Дед выжил на войне, даже став Героем. Вернувшись, он успел жениться на маленькой, длинноносой девушке из старой московской семьи музыкантов. Он

успел, оглушенный войной, написать о ней повесть и родить еще одну Анечку, мать Полины. Повесть он прочел только двум лучшим друзьям. Один из них потом сгинул там же, где исчезли дед и его скрипачка. Другой спокойно пережил все съезды и всех генсеков, умерев на излете века в профессорской квартире на Ленинском.

Повесть лет двадцать назад стали издавать и переиздавать, включать в хрестоматии, снимать фильмы и сериалы. Полина чувствовала, что ради памяти всех, кто не дожил, ей надо увидеть все своими глазами.

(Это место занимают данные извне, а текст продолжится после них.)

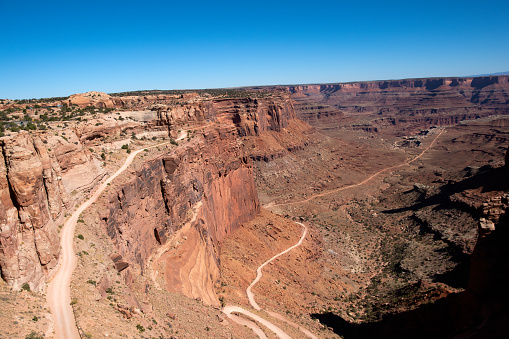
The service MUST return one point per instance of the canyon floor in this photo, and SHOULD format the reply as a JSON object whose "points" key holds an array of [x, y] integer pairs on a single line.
{"points": [[392, 213]]}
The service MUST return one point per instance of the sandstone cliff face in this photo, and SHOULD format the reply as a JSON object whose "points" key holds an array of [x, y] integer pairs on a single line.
{"points": [[32, 198], [251, 116], [38, 172], [407, 102], [178, 208]]}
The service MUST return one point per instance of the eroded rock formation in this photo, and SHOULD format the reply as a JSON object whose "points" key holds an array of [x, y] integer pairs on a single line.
{"points": [[187, 202], [38, 172], [32, 199]]}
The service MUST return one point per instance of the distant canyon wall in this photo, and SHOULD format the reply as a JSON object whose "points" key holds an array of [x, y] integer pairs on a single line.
{"points": [[418, 102], [178, 208], [251, 116]]}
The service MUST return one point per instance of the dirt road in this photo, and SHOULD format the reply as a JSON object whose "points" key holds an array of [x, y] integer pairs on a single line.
{"points": [[228, 310], [408, 162], [59, 290]]}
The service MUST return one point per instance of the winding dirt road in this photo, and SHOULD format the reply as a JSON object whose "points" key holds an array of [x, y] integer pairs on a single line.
{"points": [[408, 162], [59, 290], [228, 310]]}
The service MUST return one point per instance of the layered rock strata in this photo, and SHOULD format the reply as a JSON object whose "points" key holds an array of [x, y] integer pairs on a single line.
{"points": [[32, 199], [179, 207], [38, 172]]}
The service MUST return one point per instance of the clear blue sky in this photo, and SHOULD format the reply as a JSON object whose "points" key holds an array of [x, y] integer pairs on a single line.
{"points": [[57, 48]]}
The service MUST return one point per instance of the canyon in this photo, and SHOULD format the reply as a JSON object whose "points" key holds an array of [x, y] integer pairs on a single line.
{"points": [[401, 186]]}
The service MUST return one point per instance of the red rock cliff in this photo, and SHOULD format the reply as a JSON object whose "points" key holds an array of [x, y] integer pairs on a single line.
{"points": [[174, 213], [31, 199], [251, 116]]}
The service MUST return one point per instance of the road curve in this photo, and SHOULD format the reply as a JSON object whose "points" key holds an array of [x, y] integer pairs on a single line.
{"points": [[228, 310], [250, 294], [408, 162], [59, 290]]}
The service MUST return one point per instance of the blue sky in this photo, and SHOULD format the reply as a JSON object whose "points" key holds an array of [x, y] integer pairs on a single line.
{"points": [[57, 48]]}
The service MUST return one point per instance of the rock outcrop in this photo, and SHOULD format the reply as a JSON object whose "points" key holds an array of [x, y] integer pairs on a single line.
{"points": [[38, 172], [96, 99], [32, 199], [251, 116], [179, 207], [407, 103]]}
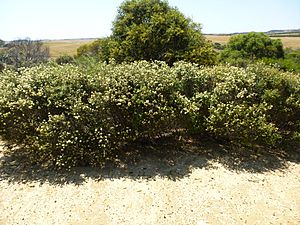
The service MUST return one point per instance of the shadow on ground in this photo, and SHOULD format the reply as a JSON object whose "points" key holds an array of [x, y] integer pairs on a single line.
{"points": [[165, 157]]}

Ей никогда не хватало времени, но сейчас, думая о том, чтобы уехать и не возвращаться как можно дольше, Полина наконец-то добралась до вокзала. Она взяла билет на медленный, провинциальный состав до рабочего поселка, ставшего районным городом.

В переулке рядом с центральной площадью, где стоял крашеный серебрянкой маленький Ленин и громоздились лотки с одуряюще пахнущей антоновкой, Полина сразу нашла общинный центр, унылое одноэтажное здание, с потемневшими от времени стенами.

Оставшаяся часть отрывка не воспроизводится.